I will also ask the same question as above: do you have a reason for still feeding her 3 meals a day? If I read your post correctly, she is 7 months, so I think it would be fine to transition her over to 2 meals/day...in that case she would be eating more at night so maybe not have such an empty stomach in the morning.


----------



## Loboto-Me (Nov 13, 2008)

I feed her 3 meals a day because there's no harm in it and I don't like the idea that she'd have to go so many hours without food. Feeding 2 meals a day really is just a matter of convenience and pooping schedule. I'm here all day and don't mind letting out the dogs when they need to go.

Sophie is a belchy dog if I think about it. She belches after each meal, yet, she doesn't scarf down her meals. She's very meticulous with her food intake, takes her about 5 minutes to finish a cup of food.

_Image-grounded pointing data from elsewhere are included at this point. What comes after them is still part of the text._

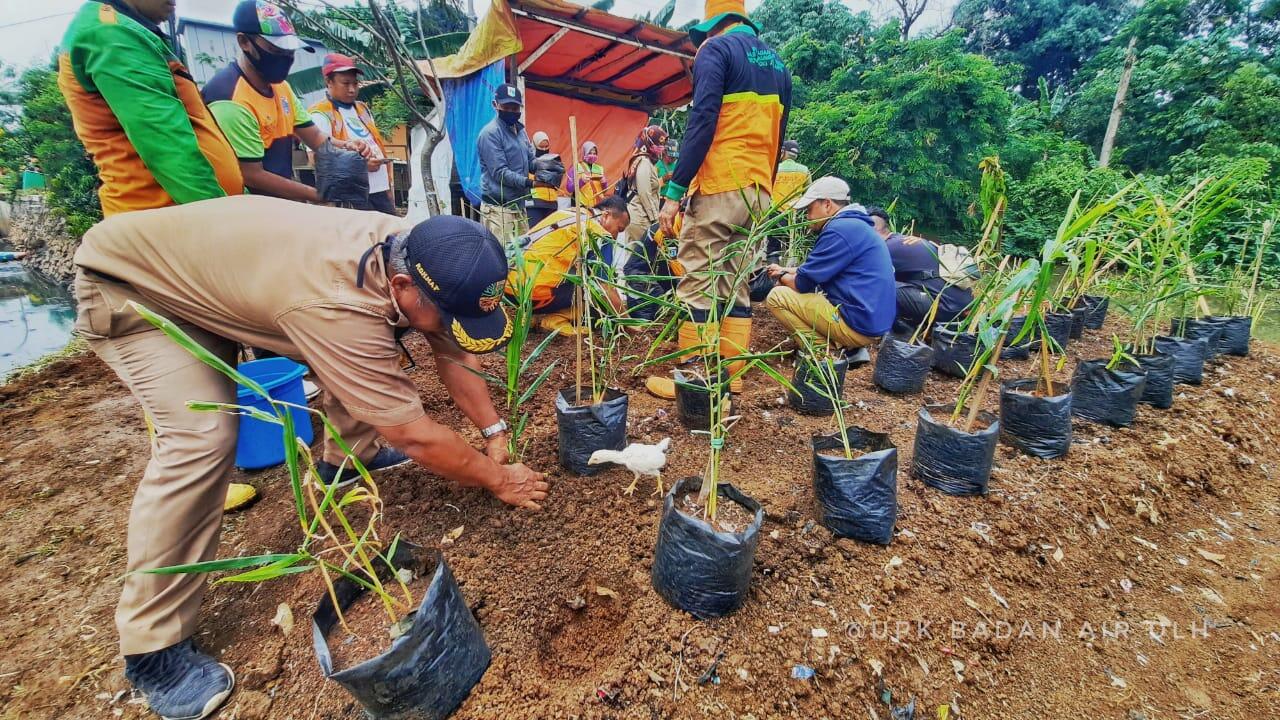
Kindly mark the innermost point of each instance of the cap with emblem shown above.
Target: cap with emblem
(257, 17)
(507, 95)
(823, 188)
(461, 268)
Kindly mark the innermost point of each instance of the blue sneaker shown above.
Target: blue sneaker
(179, 682)
(385, 459)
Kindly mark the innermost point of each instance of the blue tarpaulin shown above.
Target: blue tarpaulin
(469, 106)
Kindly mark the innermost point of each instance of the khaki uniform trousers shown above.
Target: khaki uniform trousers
(813, 314)
(713, 247)
(177, 510)
(503, 220)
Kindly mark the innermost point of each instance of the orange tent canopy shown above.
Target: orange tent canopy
(581, 53)
(609, 72)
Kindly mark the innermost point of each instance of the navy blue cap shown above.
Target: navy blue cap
(461, 267)
(506, 94)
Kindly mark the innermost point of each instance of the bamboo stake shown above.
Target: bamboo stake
(577, 292)
(978, 395)
(1109, 139)
(1257, 264)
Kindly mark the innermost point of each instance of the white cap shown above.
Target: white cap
(823, 188)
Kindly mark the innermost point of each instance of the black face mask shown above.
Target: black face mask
(273, 68)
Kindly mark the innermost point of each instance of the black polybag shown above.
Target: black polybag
(950, 459)
(698, 569)
(858, 497)
(430, 669)
(694, 401)
(901, 367)
(759, 285)
(1107, 396)
(1037, 425)
(342, 177)
(586, 428)
(1159, 391)
(1097, 305)
(1188, 358)
(1237, 331)
(1210, 329)
(1079, 319)
(1022, 350)
(952, 351)
(809, 393)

I wonder if I gave her less at lunch time and then gave her the leftover ration from lunch added to her dinner?


----------



## Doodle (Apr 6, 2009)

Loboto-Me said:


> I feed her 3 meals a day because there's no harm in it and I don't like the idea that she'd have to go so many hours without food. Feeding 2 meals a day really is just a matter of convenience and pooping schedule. I'm here all day and don't mind letting out the dogs when they need to go.
> 
> Sophie is a belchy dog if I think about it. She belches after each meal, yet, she doesn't scarf down her meals. She's very meticulous with her food intake, takes her about 5 minutes to finish a cup of food.
> 
> I wonder if I gave her less at lunch time and then gave her the leftover ration from lunch added to her dinner?

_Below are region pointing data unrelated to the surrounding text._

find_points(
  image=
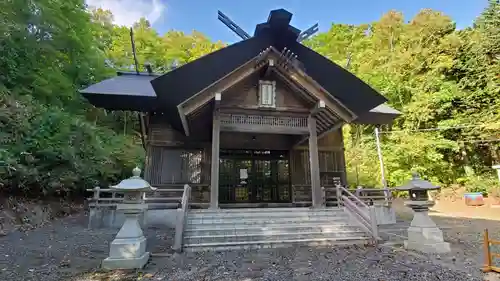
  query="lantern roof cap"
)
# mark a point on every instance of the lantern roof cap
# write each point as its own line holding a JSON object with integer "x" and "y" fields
{"x": 134, "y": 183}
{"x": 416, "y": 183}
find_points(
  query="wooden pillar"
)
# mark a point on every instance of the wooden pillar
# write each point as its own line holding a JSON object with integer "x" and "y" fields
{"x": 343, "y": 175}
{"x": 214, "y": 176}
{"x": 317, "y": 196}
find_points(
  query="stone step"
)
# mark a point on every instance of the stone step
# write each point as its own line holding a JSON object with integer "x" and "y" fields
{"x": 268, "y": 230}
{"x": 279, "y": 225}
{"x": 271, "y": 237}
{"x": 266, "y": 220}
{"x": 267, "y": 215}
{"x": 263, "y": 210}
{"x": 225, "y": 246}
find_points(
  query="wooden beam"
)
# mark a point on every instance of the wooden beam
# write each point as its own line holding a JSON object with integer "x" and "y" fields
{"x": 343, "y": 177}
{"x": 214, "y": 177}
{"x": 252, "y": 128}
{"x": 142, "y": 125}
{"x": 318, "y": 108}
{"x": 184, "y": 122}
{"x": 311, "y": 86}
{"x": 219, "y": 86}
{"x": 336, "y": 127}
{"x": 317, "y": 196}
{"x": 270, "y": 66}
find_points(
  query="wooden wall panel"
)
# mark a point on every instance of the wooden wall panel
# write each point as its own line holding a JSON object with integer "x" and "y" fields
{"x": 331, "y": 165}
{"x": 245, "y": 94}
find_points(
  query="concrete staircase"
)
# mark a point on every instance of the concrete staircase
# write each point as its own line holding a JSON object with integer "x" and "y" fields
{"x": 227, "y": 229}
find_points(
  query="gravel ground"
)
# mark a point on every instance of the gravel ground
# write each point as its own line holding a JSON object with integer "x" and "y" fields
{"x": 301, "y": 263}
{"x": 63, "y": 249}
{"x": 66, "y": 250}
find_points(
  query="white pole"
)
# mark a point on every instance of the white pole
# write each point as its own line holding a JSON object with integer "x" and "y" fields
{"x": 381, "y": 160}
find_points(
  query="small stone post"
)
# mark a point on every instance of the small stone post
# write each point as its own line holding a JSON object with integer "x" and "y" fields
{"x": 497, "y": 167}
{"x": 128, "y": 250}
{"x": 423, "y": 234}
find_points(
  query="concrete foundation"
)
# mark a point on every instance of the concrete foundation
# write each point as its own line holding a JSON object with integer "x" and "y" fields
{"x": 425, "y": 236}
{"x": 128, "y": 250}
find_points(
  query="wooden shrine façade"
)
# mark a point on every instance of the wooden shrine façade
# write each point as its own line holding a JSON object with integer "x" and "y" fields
{"x": 255, "y": 124}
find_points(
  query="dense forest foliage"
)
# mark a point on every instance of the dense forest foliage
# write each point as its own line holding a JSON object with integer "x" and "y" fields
{"x": 445, "y": 82}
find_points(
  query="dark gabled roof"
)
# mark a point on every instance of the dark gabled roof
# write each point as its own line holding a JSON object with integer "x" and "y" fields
{"x": 163, "y": 93}
{"x": 126, "y": 91}
{"x": 382, "y": 114}
{"x": 178, "y": 85}
{"x": 182, "y": 83}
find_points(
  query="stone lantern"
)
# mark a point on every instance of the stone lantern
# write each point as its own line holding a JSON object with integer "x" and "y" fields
{"x": 423, "y": 234}
{"x": 128, "y": 250}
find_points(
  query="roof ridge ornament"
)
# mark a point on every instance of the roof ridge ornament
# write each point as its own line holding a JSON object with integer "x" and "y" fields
{"x": 278, "y": 21}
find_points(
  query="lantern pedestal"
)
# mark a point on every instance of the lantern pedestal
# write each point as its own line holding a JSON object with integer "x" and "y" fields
{"x": 423, "y": 234}
{"x": 128, "y": 250}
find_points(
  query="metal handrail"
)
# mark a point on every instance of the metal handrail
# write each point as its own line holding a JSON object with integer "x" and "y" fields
{"x": 355, "y": 205}
{"x": 341, "y": 188}
{"x": 181, "y": 219}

If she is a belchy dog, then maybe that's just the way she is. As long as she gets the gas out...it's when they don't that it may be a potential problem. I read in an article about bloat that dogs don't know when/how to belch the way we do, which is why some have problems with it and need to be given something to relieve the gas. 

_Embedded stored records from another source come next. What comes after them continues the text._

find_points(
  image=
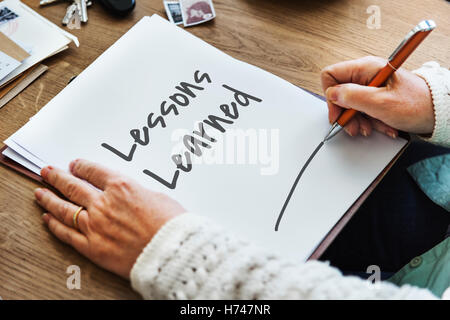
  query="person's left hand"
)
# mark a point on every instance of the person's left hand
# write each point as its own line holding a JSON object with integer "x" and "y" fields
{"x": 119, "y": 217}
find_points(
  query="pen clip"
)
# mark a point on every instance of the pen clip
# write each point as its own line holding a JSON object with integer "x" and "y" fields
{"x": 423, "y": 26}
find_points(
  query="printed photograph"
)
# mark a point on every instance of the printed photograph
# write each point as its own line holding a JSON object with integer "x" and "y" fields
{"x": 173, "y": 11}
{"x": 195, "y": 11}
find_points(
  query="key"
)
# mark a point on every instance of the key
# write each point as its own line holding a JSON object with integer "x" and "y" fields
{"x": 71, "y": 10}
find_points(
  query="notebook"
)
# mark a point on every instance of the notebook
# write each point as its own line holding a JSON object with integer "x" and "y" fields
{"x": 224, "y": 138}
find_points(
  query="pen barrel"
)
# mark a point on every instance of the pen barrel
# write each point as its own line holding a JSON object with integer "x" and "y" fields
{"x": 383, "y": 75}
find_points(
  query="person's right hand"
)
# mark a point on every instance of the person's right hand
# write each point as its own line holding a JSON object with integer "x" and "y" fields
{"x": 404, "y": 103}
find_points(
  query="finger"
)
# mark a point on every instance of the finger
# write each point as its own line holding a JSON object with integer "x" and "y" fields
{"x": 365, "y": 127}
{"x": 334, "y": 111}
{"x": 66, "y": 234}
{"x": 361, "y": 98}
{"x": 70, "y": 186}
{"x": 359, "y": 71}
{"x": 93, "y": 173}
{"x": 384, "y": 128}
{"x": 61, "y": 209}
{"x": 352, "y": 127}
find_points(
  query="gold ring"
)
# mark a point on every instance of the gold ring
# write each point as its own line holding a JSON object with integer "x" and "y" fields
{"x": 75, "y": 217}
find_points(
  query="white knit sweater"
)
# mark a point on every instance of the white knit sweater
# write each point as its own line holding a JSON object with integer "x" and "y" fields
{"x": 192, "y": 258}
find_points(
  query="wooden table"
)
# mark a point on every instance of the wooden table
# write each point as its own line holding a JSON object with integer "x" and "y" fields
{"x": 292, "y": 39}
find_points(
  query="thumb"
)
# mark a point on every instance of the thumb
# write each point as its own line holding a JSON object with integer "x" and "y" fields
{"x": 354, "y": 96}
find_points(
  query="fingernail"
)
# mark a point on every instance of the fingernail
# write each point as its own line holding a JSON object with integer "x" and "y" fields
{"x": 71, "y": 165}
{"x": 38, "y": 193}
{"x": 45, "y": 171}
{"x": 45, "y": 217}
{"x": 392, "y": 134}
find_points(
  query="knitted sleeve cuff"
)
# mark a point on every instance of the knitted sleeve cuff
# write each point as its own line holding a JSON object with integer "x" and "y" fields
{"x": 438, "y": 80}
{"x": 192, "y": 258}
{"x": 156, "y": 270}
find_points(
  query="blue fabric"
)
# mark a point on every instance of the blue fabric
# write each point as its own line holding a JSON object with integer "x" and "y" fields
{"x": 395, "y": 224}
{"x": 433, "y": 177}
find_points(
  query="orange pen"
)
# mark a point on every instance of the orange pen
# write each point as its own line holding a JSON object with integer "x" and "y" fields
{"x": 403, "y": 51}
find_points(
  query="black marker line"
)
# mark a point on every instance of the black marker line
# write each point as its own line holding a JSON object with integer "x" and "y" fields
{"x": 295, "y": 185}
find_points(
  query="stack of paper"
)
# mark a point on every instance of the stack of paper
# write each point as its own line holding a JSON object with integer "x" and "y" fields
{"x": 224, "y": 138}
{"x": 26, "y": 38}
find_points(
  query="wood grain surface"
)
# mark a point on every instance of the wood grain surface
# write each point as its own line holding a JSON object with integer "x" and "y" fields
{"x": 292, "y": 39}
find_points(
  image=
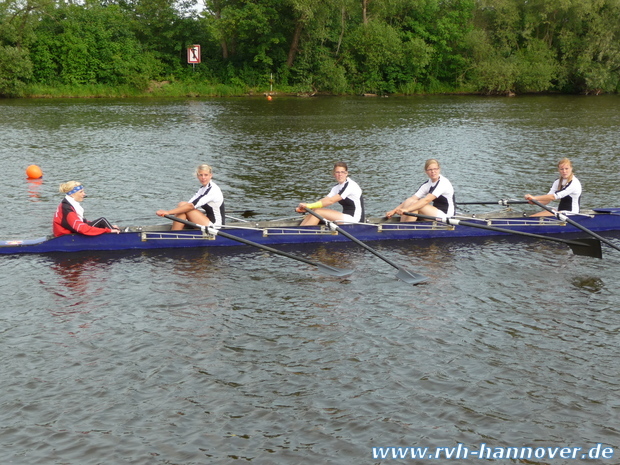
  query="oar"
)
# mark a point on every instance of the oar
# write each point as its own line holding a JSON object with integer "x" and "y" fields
{"x": 562, "y": 217}
{"x": 330, "y": 270}
{"x": 588, "y": 247}
{"x": 403, "y": 275}
{"x": 503, "y": 202}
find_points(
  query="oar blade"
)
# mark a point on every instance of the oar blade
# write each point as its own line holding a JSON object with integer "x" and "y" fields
{"x": 332, "y": 271}
{"x": 590, "y": 248}
{"x": 409, "y": 277}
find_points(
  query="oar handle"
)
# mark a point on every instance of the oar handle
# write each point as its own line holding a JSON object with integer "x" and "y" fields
{"x": 503, "y": 202}
{"x": 562, "y": 217}
{"x": 321, "y": 266}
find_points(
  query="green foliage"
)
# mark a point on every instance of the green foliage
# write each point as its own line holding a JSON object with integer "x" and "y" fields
{"x": 337, "y": 46}
{"x": 90, "y": 46}
{"x": 15, "y": 70}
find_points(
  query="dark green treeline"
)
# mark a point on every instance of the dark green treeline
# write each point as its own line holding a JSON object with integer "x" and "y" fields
{"x": 334, "y": 46}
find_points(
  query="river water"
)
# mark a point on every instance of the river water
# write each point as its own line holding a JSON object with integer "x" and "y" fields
{"x": 238, "y": 356}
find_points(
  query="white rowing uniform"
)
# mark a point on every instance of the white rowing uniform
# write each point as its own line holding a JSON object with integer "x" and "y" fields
{"x": 211, "y": 200}
{"x": 443, "y": 190}
{"x": 569, "y": 195}
{"x": 352, "y": 200}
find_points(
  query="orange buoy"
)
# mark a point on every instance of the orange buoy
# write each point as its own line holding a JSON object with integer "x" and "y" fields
{"x": 34, "y": 172}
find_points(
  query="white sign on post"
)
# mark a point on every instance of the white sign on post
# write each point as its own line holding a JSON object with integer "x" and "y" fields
{"x": 193, "y": 54}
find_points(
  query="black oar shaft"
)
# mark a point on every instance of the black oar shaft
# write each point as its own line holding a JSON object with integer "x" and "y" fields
{"x": 563, "y": 217}
{"x": 325, "y": 268}
{"x": 403, "y": 275}
{"x": 581, "y": 248}
{"x": 495, "y": 202}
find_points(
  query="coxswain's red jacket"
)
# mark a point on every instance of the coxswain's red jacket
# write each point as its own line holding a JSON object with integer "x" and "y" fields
{"x": 67, "y": 221}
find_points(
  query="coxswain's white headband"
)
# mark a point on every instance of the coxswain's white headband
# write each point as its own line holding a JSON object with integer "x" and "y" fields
{"x": 75, "y": 189}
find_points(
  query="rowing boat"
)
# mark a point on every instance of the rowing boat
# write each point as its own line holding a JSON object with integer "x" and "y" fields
{"x": 288, "y": 231}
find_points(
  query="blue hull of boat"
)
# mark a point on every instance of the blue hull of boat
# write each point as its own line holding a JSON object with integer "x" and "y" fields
{"x": 605, "y": 219}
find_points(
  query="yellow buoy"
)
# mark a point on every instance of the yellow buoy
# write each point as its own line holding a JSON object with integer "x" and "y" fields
{"x": 34, "y": 172}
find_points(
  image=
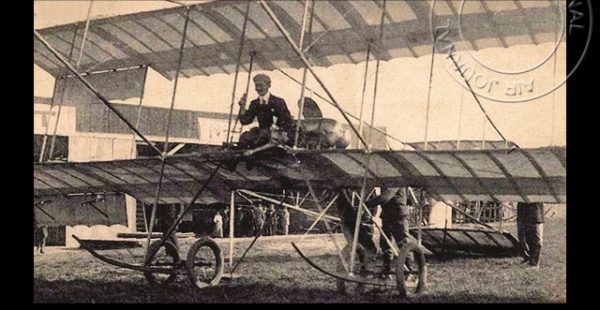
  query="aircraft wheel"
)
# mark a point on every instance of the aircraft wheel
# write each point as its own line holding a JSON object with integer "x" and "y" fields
{"x": 345, "y": 287}
{"x": 411, "y": 269}
{"x": 166, "y": 257}
{"x": 204, "y": 263}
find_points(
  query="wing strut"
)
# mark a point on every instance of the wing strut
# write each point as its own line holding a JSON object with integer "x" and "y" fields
{"x": 94, "y": 90}
{"x": 304, "y": 74}
{"x": 237, "y": 70}
{"x": 62, "y": 97}
{"x": 167, "y": 131}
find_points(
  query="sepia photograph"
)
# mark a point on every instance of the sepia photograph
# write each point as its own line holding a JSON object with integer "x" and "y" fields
{"x": 302, "y": 151}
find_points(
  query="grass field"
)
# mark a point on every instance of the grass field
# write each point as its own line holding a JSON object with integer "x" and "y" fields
{"x": 274, "y": 273}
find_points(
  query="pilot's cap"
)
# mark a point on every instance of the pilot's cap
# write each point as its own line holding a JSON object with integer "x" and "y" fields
{"x": 262, "y": 77}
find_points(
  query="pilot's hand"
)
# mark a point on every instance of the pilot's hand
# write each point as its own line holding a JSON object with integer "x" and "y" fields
{"x": 242, "y": 102}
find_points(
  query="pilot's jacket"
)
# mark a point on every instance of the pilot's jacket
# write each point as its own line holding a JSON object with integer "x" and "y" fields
{"x": 275, "y": 107}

I don't think it's a problem that you feed her 3 meals a day. There is a school of thought that says smaller, more frequent meals is easier on their digestive system. But I like your idea of giving her less at lunch and more at supper so that she won't feel as hungry in the morning. If that doesn't do the trick, try giving her a cookie later in the evening or at bedtime.


----------



## Lisa_and_Willow. (Dec 18, 2007)

My dogs are on 3 meals a day because my GSD won't eat large meals so he wasn't eating as much as he should with just 2 meals and leaving food from breakfast and dinner in his bowl. 3 meals suits him well.

He would also vomit foamy bile in the mornings when he was younger. This stopped when I gave him some food before bed and then he seemed to grow out of it.


----------



## k9mom (Apr 23, 2009)

I have a 12 yr old golden her name is nugget, she would throw up yellowish foam kinda looks like a whipped egg. We found out she was allergic to chicken,when we took her off chicken dog food the problem went away,well almost ,the only time she does this now if her sinuses are bothering her in the spring and fall.

I say she's allergic to chicken,but we have found she can tolerate organic chicken so on special occasion we cook some for her.

We had nugget blood tested when she was about 4yrs old and found out she ie allegic to all most everything.We still have her blood checked about every 2 yrs and have found the results are pretty accurate.


----------



## AmbersDad (Dec 25, 2007)

I wonder if she's getting reflux. Does she lay on her back at night when she sleeps?


----------